Dear Rachel,
I recently started for a major East Coast agency. I was hired as an intern for my graduate studies requirement. After my three months expired, I was offered a position. They had no real room on existing teams, so a position was created specifically for me--director of special projects. I am supposed to handle all media training, work on campaigns, etc., answering directly to the agency CEO. Recently, however, there has been a shift in my responsibilities that includes far more administrative assistant duties like scheduling the CEO's appointments and downloading personal documents for him. Just recently in our Monday morning meeting he announced to the entire agency he wants all phone calls to go through me. Obviously, this has dire career implications for me. And it's not the position I agreed to. How do I handle this situation? I have now been at the agency five months and realize that it would reflect poorly on my resume if I left now. It is a well-known agency and I would want it on my resume. But by staying I am not increasing my skills or value at all. I have several years' experience as a marketing coordinator for a multi-million dollar company, as well as experience as a journalist, web content writer, advertising executive, event planner. etc.--
Feeling Stuck
Dear Stuck,
You could take it as a compliment that the president respects your judgment and trusts you to do his work efficiently. But that's little consolation if it's not the work you signed up to do. It's also not particularly encouraging that he didn't ask you if you wanted these new responsibilities.
There are several ways to look at the situation, but only one solution: Get out of the administrative role.
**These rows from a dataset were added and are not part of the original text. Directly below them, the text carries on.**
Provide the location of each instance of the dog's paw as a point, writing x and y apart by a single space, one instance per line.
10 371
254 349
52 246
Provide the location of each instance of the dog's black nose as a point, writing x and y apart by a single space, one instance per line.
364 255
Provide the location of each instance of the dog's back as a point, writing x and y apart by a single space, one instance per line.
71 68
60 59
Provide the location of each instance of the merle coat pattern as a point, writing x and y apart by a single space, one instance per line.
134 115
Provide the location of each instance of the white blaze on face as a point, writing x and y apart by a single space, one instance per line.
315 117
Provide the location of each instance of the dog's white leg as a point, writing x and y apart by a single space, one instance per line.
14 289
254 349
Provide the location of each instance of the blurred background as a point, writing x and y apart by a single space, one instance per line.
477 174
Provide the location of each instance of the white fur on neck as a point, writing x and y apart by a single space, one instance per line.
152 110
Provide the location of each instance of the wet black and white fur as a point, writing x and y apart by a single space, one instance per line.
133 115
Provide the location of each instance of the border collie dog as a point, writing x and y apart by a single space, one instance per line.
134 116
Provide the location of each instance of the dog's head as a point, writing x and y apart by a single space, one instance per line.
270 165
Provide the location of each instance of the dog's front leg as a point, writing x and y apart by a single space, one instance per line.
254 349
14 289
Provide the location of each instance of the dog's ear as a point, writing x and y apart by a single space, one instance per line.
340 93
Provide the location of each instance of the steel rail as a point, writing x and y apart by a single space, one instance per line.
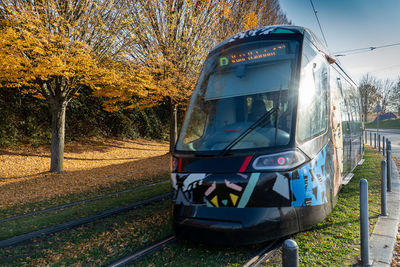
78 202
265 253
143 252
77 222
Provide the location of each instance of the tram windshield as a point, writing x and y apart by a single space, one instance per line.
242 99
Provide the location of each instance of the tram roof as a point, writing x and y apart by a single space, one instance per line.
270 31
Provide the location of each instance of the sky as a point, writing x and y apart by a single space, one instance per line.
353 24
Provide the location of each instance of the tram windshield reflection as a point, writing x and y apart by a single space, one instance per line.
236 88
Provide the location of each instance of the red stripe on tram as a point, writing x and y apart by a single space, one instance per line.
245 163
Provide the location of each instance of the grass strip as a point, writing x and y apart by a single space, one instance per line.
74 223
97 243
76 203
385 124
54 218
18 210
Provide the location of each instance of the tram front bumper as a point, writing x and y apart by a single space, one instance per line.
236 226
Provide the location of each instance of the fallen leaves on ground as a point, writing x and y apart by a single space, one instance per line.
90 164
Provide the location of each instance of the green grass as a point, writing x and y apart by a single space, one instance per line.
333 242
336 240
65 199
32 223
385 124
97 243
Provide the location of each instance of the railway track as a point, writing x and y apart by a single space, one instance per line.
143 252
74 223
68 205
264 254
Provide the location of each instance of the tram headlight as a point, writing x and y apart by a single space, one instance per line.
280 161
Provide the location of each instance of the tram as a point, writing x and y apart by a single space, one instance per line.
272 131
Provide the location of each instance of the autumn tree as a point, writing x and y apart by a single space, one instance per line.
173 37
385 89
370 96
54 48
395 97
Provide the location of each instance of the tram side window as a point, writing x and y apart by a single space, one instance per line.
312 111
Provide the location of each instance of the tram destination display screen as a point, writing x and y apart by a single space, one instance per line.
253 55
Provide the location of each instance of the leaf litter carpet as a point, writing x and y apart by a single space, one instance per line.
88 165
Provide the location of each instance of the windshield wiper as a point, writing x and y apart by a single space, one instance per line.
248 130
While you say that you are working at a major shop, is it a global leader, employing several thousand? If it is, speak with human resources and find out how others working in that position fared in the past.
"He may have a history of treating his assistant as more of an ‘aide de camp’ and moving that individual quickly through the ranks," says Donna Renella, who was head of worldwide hiring for Hill & Knowlton before starting her own New York recruiting firm last year.
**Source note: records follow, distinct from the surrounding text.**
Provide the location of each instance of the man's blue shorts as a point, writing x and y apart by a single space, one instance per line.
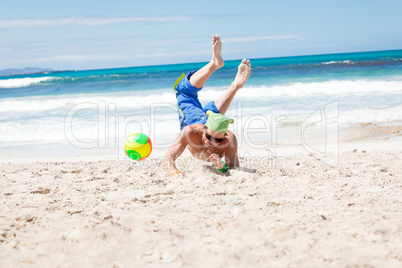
189 107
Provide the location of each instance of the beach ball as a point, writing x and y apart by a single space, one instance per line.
138 146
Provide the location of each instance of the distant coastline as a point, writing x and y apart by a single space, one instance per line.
29 70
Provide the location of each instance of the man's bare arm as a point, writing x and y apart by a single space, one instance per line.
231 156
174 151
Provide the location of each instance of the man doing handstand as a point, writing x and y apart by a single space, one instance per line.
204 130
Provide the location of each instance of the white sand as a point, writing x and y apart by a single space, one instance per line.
113 214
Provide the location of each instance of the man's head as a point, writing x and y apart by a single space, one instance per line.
215 130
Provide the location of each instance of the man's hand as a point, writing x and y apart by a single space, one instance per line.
178 175
216 160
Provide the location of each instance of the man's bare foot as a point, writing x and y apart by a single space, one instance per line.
217 60
243 74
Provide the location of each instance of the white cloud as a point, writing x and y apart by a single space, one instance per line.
244 39
29 23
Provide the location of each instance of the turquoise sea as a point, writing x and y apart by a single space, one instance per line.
92 111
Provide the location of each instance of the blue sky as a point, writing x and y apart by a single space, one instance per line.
106 34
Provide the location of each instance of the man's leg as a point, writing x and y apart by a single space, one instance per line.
242 75
201 76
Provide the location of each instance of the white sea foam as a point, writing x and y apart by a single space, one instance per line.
66 102
338 62
23 82
332 88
"In that case, evaluate your options and delay any move while working hand-in-hand with the president. If you do not want to do the administrative work, ask the HR person if you can be transferred to a different role when one opens up."
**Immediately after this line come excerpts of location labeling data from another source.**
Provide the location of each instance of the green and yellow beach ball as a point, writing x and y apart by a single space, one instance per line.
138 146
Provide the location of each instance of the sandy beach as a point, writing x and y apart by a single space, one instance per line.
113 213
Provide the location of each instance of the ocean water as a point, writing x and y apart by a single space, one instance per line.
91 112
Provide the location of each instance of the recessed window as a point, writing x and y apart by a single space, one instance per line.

However, if you work for a boutique firm that employs less than 100 professionals, and none of them in a human resources role, you’ll need to navigate the waters alone.
Speak directly to the president. Let him know that while you appreciate all the agency has done for you (giving you an internship, creating a full-time position for you) the job you accepted is not the one he has you in.
"Explain to him that you have much to offer and that the functions he has you performing, while important to him, can and should be done by someone at a lower salary level who truly is looking to support such a successful executive," Renella says.
"Offer to help him recruit an assistant and get a time line to move back to the position originally created for you."
If he doesn't agree to this, you need to move on, and quickly. Start looking for another job.
While you are doing it, look back on your months working at the agency and try to pinpoint what might have gotten you moved off the projects you enjoyed and into that administrative role.
Sometimes these things just happen.
Harried executives move people around willy-nilly to fill holes because they are short-staffed. It might have been one of those cases, and no one explained it to you because no one stopped long enough to think about it.
In that case, it's no reflection on you or your work, and is in fact a compliment. You're really part of the team and they didn't think they had to explain because they expected you to understand.
But it also might be the case that your work wasn't up to snuff and that you were not heeding the signals. Rather than sit you down and explain all that, your bosses took the easy way out and pushed you aside.
You may want to talk with people you worked with to try to puzzle this through. You don't have to ask directly, but you can certainly ask the right questions in the right way to get a sense of what happened.
It may not matter for where you are now, but it could matter a lot where you land next.